Add stuck initiatives audit report

2026-04-03 22:42:06 +00:00
parent dc3d975c2f
commit 56aa692d1c
1267 changed files with 1263232 additions and 0 deletions
--- a/protected/skills-backup/devops/local-timmy-overnight-loop/scripts/timmy_overnight_loop.py
+++ b/protected/skills-backup/devops/local-timmy-overnight-loop/scripts/timmy_overnight_loop.py
@@ -0,0 +1,235 @@
+#!/usr/bin/env python3
+"""Timmy overnight tightening loop.
+
+Runs a series of small, grounded tasks against local llama-server via Hermes.

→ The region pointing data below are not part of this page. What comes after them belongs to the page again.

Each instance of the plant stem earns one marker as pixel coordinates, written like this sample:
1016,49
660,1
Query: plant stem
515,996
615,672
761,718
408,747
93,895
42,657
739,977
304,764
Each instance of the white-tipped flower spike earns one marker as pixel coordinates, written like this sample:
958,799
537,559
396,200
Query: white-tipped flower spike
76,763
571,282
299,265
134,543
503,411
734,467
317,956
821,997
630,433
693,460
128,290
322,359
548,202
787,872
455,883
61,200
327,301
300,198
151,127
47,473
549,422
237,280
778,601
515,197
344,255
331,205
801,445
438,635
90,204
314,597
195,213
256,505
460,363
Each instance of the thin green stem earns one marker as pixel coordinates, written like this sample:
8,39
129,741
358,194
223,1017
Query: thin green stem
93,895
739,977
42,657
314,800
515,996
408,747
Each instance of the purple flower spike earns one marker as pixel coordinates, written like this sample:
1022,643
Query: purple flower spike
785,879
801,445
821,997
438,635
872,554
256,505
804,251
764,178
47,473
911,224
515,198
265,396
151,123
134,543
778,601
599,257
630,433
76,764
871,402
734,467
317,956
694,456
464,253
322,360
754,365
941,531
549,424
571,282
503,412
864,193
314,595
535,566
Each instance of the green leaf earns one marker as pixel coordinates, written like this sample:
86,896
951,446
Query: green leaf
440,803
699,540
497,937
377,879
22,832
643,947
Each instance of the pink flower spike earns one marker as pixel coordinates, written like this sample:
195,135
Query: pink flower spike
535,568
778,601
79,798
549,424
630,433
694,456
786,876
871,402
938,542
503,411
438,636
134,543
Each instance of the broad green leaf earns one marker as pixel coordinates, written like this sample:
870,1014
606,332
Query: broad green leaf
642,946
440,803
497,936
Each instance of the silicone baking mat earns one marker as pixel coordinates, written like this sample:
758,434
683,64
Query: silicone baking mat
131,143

+Each task is deliberately simple: one or two tool calls max.
+Logs every result with timing data.
+
+Goal: rich data about local Timmy's tool-use capability by morning.
+
+Deploy to: ~/.timmy/scripts/timmy_overnight_loop.py
+Start with: cd ~/.hermes/hermes-agent && nohup venv/bin/python3 ~/.timmy/scripts/timmy_overnight_loop.py > ~/.timmy/overnight-loop/loop_stdout.log 2>&1 &
+"""
+
+import io
+import json
+import os
+import sys
+import time
+import traceback
+from contextlib import redirect_stderr, redirect_stdout
+from datetime import datetime
+from pathlib import Path
+
+# ── Config ──────────────────────────────────────────────────────────
+AGENT_DIR = Path.home() / ".hermes" / "hermes-agent"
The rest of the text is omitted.